Dans son propre chagrin, il ne pouvait pas comprendre quelle perte traumatisante elle avait endurée. Hier, il a révélé une autre pièce du puzzle. Lorsqu'il a finalement recherché Agnès, il a lui aussi trouvé sa nécrologie, alors il a cherché son frère, son ami, pour savoir comment elle est morte. Ce qu'on lui a dit l'a amené à croire qu'elle s'est suicidée. Cette nouvelle a encore changé la réalité pour moi. Bien que ne sachant rien de sa vie, je ne peux que supposer que ma perte a été un événement dévastateur qui a eu un impact à jamais sur son état d'esprit et sa vie de famille.

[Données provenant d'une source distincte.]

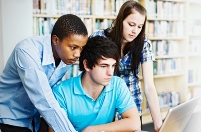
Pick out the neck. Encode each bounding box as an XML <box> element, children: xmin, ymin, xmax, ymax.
<box><xmin>81</xmin><ymin>73</ymin><xmax>104</xmax><ymax>100</ymax></box>
<box><xmin>52</xmin><ymin>44</ymin><xmax>60</xmax><ymax>67</ymax></box>
<box><xmin>55</xmin><ymin>58</ymin><xmax>61</xmax><ymax>67</ymax></box>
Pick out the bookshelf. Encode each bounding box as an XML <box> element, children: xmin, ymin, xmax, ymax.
<box><xmin>186</xmin><ymin>0</ymin><xmax>201</xmax><ymax>99</ymax></box>
<box><xmin>138</xmin><ymin>0</ymin><xmax>188</xmax><ymax>124</ymax></box>
<box><xmin>31</xmin><ymin>0</ymin><xmax>201</xmax><ymax>124</ymax></box>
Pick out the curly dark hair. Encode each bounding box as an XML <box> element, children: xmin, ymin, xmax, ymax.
<box><xmin>51</xmin><ymin>14</ymin><xmax>88</xmax><ymax>41</ymax></box>
<box><xmin>79</xmin><ymin>36</ymin><xmax>120</xmax><ymax>73</ymax></box>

Je ne peux m'empêcher de corréler le mois de sa mort avec l'anniversaire de mon adoption. Je soupçonne que chaque année mon anniversaire en août provoquerait un chagrin silencieux et s'attarderait peut-être jusqu'à l'automne lorsque deux mois plus tard, je rentrais chez moi avec une autre famille et quelques mois à l'insu de mes parents, dans un autre pays. Je ne sais pas si elle savait quand j'ai laissé la mère et le bébé à la maison. Ce n'est pas clair pour moi si j'étais avec elle pendant ces deux premiers mois de vie ou si je vivais dans son orphelinat adjacent sous la garde de religieuses. Implacables dans leur vision de ce qui était le mieux, les religieuses ont menti à mon père lorsqu'il a parcouru les sept heures de Taiping pour me ramener à la maison, où sa mère m'attendait, voulant m'accueillir dans leur famille.

Ce que l'Église a dit à quiconque est remis en question et avec le départ d'Agnès, seuls ses frères et sœurs pourraient peut-être le savoir. Il est possible qu'elle ait partagé quelque chose avec sa deuxième fille ou son mari. En pensant à ma sœur maternelle, je me demande maintenant si mon existence ouvrirait un mystère pour elle aussi. Si elle n'a jamais su pour moi, peut-être que sa perte impliquait également un secret traumatisant perdu dans la mort et ajouté à son chagrin. Je reste coincé avec la suite de ma recherche - pour l'instant simplement heureux de faire partie de ma famille paternelle et de toutes les réalités absorbantes de connaître la famille et la culture sans lesquelles j'ai vécu pendant près de 49 ans.